MK menilai frasa tersebut membuka pilihan bebas dan tanpa batas, apakah polisi harus mundur atau tidak, bahkan ketika penugasannya dilakukan oleh Kapolri. Ruang penafsiran inilah yang dianggap bertentangan dengan asas kepastian hukum.
"Poin kunci putusan itu adalah bahwa norma ‘atau tidak berdasarkan penugasan dari Kapolri’ itu dianggap justru mengaburkan atau tidak memperjelas norma pada Pasal 28 ayat (3) sehingga menimbulkan multitafsir," ujar Julius.
Julius juga menguraikan pendapat berbeda para hakim MK dalam putusan tersebut.

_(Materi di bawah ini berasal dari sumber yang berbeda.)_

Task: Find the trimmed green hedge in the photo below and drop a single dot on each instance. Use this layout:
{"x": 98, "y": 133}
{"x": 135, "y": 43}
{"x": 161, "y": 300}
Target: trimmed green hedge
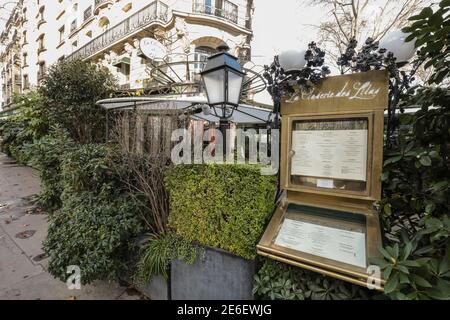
{"x": 222, "y": 206}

Hakim Arsul Sani menyampaikan concurring opinion bahwa paradigma Polri sebagai alat negara memungkinkan polisi menduduki jabatan fungsional maupun struktural di luar institusi, sebagaimana diatur dalam UUD 1945 dan UU TNI. Namun, frasa “atau tidak berdasarkan penugasan Kapolri” dinilai Arsul memperluas penafsiran hingga menimbulkan ketidakjelasan batas jabatan yang memiliki sangkut paut dengan kepolisian.
Sementara dissenting opinion disampaikan Hakim Daniel Yusmic dan Guntur Hamzah. Menurut mereka, norma pada pasal dan penjelasan merupakan satu kesatuan.
“Mereka mengatakan bahwa menduduki jabatan di luar institusi kepolisian harus mengundurkan diri, apabila tidak ada sangkut pautnya sama sekali atau tidak dilakukan berdasarkan penugasan Kapolri,” terang Julius.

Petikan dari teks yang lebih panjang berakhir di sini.